The carrier's stock price ended the trading period on Wednesday at $37.88, down $11.06 on Tuesday's close, after failing to significantly pare early losses.
Uber is James River’s largest client, making up almost 45 percent of the insurer's excess and surplus lines premiums.
But the deal was causing James River to haemorrhage losses. The specialty carrier said late on Tuesday it has set aside $45mn to $55mn in reserve charges on its commercial auto book, relating to the 2016 and 2017 underwriting years.
An additional $10mn in third-quarter adverse development revealed by the company yesterday relates to casualty reinsurance losses.
In the statement, James River chairman and CEO J Adam Abram said: “This account has not met our expectations for profitability, and we think it best to terminate the underwriting relationship as of year end.”
The insurance agreement with Uber operating entity Raiser expires in February.
Uber drivers require a complex array of auto insurance covers.

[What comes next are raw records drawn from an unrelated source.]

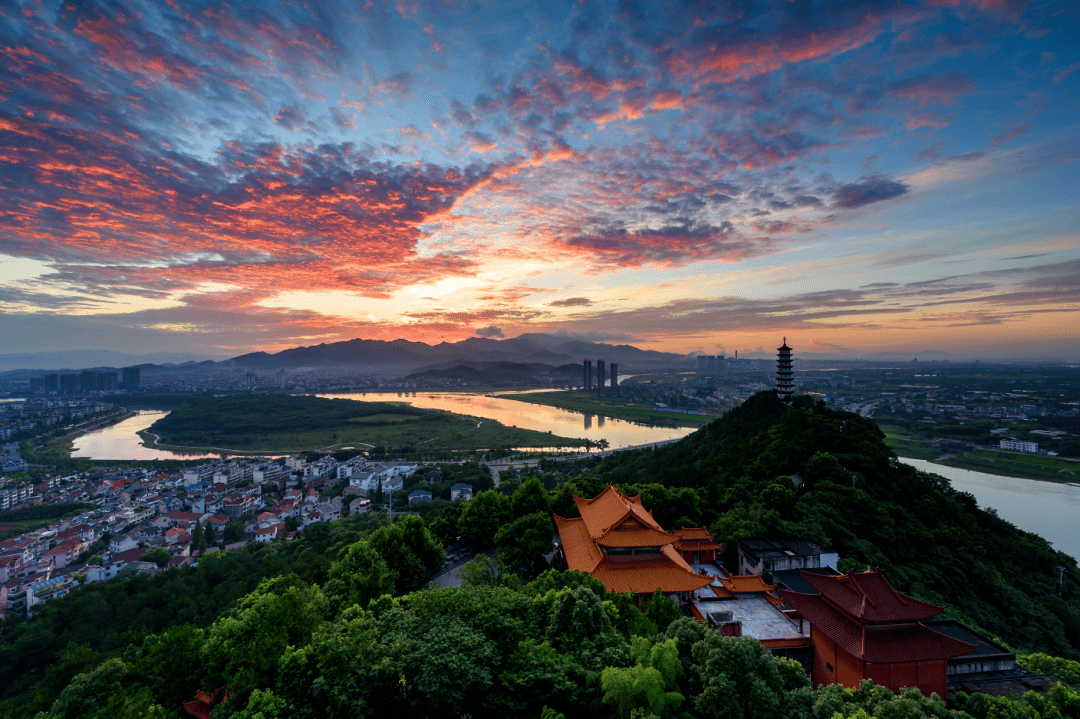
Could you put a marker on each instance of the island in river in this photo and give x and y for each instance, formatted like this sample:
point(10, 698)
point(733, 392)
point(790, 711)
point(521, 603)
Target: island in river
point(613, 407)
point(289, 423)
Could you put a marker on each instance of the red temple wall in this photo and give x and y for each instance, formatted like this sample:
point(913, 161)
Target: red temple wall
point(824, 658)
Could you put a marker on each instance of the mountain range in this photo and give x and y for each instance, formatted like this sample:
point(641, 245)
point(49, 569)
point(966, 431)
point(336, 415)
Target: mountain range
point(372, 356)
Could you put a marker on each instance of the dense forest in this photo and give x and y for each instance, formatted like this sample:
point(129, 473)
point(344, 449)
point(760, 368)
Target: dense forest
point(333, 624)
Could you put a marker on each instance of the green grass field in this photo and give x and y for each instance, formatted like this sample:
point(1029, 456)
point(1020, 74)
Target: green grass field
point(613, 407)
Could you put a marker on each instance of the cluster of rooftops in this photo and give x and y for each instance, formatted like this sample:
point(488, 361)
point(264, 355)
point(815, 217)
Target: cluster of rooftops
point(788, 595)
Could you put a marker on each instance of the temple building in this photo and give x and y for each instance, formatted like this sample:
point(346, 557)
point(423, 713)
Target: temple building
point(696, 545)
point(863, 628)
point(785, 383)
point(617, 541)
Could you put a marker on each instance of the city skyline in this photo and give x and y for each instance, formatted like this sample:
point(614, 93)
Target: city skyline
point(864, 178)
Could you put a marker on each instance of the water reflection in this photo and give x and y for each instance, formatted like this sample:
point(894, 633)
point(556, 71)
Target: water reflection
point(1048, 509)
point(511, 412)
point(121, 442)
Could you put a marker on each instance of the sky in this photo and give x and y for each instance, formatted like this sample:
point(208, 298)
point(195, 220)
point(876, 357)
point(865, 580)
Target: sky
point(861, 177)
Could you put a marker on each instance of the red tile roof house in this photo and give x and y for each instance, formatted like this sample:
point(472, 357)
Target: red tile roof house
point(269, 533)
point(120, 561)
point(176, 536)
point(863, 628)
point(617, 541)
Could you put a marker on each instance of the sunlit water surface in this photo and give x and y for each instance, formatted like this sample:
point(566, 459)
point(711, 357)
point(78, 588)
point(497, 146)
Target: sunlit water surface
point(1050, 510)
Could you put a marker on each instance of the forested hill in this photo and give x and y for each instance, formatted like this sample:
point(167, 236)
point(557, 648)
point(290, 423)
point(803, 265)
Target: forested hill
point(932, 541)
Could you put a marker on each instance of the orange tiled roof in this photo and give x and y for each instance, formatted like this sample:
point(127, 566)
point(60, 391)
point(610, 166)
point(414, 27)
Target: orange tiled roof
point(616, 519)
point(645, 577)
point(745, 583)
point(581, 552)
point(694, 538)
point(721, 593)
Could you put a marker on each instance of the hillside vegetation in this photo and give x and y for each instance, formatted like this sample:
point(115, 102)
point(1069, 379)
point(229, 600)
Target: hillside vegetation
point(932, 541)
point(279, 423)
point(332, 625)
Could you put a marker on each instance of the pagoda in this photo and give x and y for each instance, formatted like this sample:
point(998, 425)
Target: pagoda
point(863, 628)
point(785, 385)
point(617, 541)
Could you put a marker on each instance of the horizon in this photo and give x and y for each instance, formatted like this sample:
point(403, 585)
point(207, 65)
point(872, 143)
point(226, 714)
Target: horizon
point(77, 360)
point(867, 179)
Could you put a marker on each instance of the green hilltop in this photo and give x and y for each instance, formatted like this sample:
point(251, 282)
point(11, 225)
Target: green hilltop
point(333, 623)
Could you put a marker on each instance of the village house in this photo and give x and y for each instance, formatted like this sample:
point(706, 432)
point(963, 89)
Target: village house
point(758, 555)
point(863, 628)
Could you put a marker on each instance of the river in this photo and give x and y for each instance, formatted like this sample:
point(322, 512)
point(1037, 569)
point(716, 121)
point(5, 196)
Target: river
point(512, 412)
point(121, 442)
point(1050, 510)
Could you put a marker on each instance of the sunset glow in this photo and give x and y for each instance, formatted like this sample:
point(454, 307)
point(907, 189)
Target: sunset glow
point(861, 177)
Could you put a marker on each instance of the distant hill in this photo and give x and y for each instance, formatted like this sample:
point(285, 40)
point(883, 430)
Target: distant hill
point(403, 356)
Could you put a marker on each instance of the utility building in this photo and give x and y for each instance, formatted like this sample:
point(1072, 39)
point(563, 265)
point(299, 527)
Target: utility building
point(617, 541)
point(863, 628)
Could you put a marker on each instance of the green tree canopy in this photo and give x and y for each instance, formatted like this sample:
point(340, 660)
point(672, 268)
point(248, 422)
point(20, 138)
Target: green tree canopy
point(523, 543)
point(529, 498)
point(158, 555)
point(482, 517)
point(359, 577)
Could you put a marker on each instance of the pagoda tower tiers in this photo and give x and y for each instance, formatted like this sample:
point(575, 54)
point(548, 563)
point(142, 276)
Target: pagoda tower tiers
point(785, 383)
point(863, 628)
point(617, 541)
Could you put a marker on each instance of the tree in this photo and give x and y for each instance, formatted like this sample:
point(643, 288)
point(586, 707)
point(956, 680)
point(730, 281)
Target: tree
point(482, 571)
point(577, 615)
point(530, 498)
point(522, 544)
point(242, 650)
point(482, 517)
point(234, 531)
point(199, 539)
point(741, 680)
point(650, 683)
point(158, 555)
point(409, 550)
point(661, 610)
point(554, 580)
point(359, 577)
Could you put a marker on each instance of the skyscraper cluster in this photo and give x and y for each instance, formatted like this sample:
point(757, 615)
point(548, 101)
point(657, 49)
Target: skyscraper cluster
point(88, 380)
point(602, 376)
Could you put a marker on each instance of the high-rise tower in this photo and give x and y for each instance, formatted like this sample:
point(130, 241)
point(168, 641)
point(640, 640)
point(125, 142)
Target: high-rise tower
point(785, 384)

In the US, drivers must have their own personal auto policy for when they are not working, but in most states they switch to an Uber facility when they accept a fare on the app.
In New York, due to regulations around taxi and chauffeur driver licensing, drivers must purchase their own commercial auto coverage rather than using Uber’s system.
InsurTech business Inshur is working with Munich Re and fronting carrier Clear Blue to make it easier for drivers to buy cover online.